The truth is that under half of PCR-adjudicated LFT-positives were confirmed as PCR-positive. This was anticipated by the Royal Statistical Society’s COVID-19 Taskforce statement on 5 March 2021.

“Between the 4 to 19 March PCR-adjudication of secondary pupils’ positive LFT results was discouraged: not least because the PCR-result would be ignored. For the critical fortnight [4 to 17 March], when most positive LFTs from secondary pupils were monitored/assisted, parents’ common-sense ensured that at least 1,050 (45.6%) of the pupils’ 2,304 assisted LFT-positives were subject to PCR-adjudication. There were 1,033 non-void matched PCR-adjudications of which only 41% were PCR-positive (428/1,033; 95% CI: 38% to 44%).
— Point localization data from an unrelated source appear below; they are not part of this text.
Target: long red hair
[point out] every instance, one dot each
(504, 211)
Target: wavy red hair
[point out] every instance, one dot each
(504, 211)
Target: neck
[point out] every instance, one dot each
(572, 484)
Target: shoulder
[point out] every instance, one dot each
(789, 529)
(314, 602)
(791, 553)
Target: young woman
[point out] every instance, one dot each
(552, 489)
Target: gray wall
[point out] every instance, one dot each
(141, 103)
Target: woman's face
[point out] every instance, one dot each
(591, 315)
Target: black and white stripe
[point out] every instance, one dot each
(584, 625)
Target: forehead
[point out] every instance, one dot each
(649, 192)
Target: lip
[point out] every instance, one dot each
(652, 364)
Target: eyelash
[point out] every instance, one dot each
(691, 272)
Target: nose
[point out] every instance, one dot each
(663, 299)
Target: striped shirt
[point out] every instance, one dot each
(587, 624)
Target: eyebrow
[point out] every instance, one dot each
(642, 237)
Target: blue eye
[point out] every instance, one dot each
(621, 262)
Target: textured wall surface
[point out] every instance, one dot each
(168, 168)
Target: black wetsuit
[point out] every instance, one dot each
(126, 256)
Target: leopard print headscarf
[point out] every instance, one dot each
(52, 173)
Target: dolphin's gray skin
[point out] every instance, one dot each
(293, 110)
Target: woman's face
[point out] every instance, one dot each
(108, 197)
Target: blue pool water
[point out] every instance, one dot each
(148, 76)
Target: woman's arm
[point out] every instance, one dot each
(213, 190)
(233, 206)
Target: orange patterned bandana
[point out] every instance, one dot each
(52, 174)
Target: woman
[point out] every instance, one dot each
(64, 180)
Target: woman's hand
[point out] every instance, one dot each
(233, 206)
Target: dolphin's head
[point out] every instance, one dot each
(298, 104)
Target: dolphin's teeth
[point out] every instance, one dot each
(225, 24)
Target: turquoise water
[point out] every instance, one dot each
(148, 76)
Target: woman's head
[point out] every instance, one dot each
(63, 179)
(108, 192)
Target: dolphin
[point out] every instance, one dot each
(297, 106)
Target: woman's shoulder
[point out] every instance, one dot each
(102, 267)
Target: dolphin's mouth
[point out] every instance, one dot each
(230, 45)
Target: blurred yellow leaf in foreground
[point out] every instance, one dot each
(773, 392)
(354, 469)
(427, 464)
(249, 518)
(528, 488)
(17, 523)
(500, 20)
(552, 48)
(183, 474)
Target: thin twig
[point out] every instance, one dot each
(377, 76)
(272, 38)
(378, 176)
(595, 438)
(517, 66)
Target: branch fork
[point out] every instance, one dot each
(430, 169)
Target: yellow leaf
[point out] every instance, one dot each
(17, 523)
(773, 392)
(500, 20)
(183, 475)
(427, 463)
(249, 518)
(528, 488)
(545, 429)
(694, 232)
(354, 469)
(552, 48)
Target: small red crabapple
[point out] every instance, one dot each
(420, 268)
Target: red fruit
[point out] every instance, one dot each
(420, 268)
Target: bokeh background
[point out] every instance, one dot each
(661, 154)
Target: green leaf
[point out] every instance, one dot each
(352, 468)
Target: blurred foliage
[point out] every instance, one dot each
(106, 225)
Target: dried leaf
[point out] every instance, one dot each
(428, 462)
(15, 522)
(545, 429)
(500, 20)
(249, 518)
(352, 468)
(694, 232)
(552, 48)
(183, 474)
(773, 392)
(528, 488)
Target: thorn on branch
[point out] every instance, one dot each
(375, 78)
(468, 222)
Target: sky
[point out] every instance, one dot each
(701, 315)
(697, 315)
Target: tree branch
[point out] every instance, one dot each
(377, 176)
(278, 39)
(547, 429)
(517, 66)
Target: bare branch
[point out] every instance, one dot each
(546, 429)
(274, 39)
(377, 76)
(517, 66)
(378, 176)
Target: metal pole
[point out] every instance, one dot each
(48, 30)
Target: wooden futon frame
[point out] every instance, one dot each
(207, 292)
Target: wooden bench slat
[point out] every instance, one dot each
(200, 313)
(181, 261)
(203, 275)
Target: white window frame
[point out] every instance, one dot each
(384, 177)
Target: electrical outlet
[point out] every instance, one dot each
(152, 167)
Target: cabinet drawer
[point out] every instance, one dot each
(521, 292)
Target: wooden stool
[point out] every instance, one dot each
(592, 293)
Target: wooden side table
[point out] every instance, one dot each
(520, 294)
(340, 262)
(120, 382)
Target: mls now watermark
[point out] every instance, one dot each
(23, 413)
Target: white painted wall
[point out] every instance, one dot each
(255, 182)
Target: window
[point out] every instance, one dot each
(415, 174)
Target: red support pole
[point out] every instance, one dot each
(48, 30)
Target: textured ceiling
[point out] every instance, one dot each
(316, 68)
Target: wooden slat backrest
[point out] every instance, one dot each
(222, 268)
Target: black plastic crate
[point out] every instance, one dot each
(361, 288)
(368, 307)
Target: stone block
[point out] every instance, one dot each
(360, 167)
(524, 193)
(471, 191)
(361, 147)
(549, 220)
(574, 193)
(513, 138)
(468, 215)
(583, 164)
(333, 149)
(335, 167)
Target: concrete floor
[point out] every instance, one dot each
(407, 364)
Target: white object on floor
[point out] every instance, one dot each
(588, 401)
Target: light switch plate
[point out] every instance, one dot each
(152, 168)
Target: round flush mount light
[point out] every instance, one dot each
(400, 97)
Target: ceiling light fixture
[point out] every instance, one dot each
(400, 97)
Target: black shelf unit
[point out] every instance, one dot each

For detail, please see Table.

“For NHS Test & Trace to ignore PCR-adjudications was a public health own-goal and reminds us all that working at pace is no excuse for failing properly to set out prior assumptions (on prevalence of infection, in-context LFT sensitivity, LFT specificity) and hence work out the likely percentage of LFT-positives that are true positives. Failing to work through this meant failing to anticipate the likely poor consequences – ie the numbers of pupils, staff and family-members inappropriately quarantined – if PCR-adjudication was not strongly endorsed. The longer-term consequence is to have undermined the need for PCR-adjudication when we need it for assessing ct-thresholds (as proxy for viral load, which immunization reduces) and for discovery of new variants.

“The yellow section of the table below coincides with both the transition to SELF-REPORT home-testing and the Easter vacation. The LFT-positive-rate per 1 million tests has doubled but whether due to relaxation of precautions or due to under-reporting of LFT-negative home-tests or both is unclear. Moreover, when pupils’ LFTs were assisted, there was no doubt that a secondary pupil was the person tested whereas, home-tests – even if intended for secondary pupil – could be used by ANY member of their household.

“Comparison, for the same week, between the PCR-confirmation rate for LFT-positives between the upper (assisted) and lower (self-reported) panel of my table shows major disparity: the PCR-positive rate is substantially higher for home-test LFT-positives. In the week of 1-7 April, when LFTs were predominantly self-reported, the very high PCR-positive adjudication-rate of at least 80% seems altogether too high if, truly there were 1,000 infections per 1 million persons and LFT-false-positive rate were indeed as low as 3 per 10,000.

“Covariate information about those who self-report LFT-positive information, including how many home-LFTs were taken in the 2-weeks prior to the week of this positive-LFT and how many in the 6 days prior to positive LFT, may give some insight into how home-tests are deployed  – at least by those who test LFT-positive. PCR-confirmation rates need to increase as still below 60%.”

 

 

https://www.gov.uk/government/publications/weekly-statistics-for-nhs-test-and-trace-england-15-april-to-21-april-2021

 

 

All our previous output on this subject can be seen at this weblink:

www.sciencemediacentre.org/tag/covid-19

 

 

Declared interests

Prof Sheila Bird: “SMB served on UK’s Medicines Commission (1991-1995); supervised the doctoral thesis on pharmacovigilance in Uganda of Dr Ronald Kiguba; and gave Edinburgh University’s David Finney Centenary Lecture in 2017.”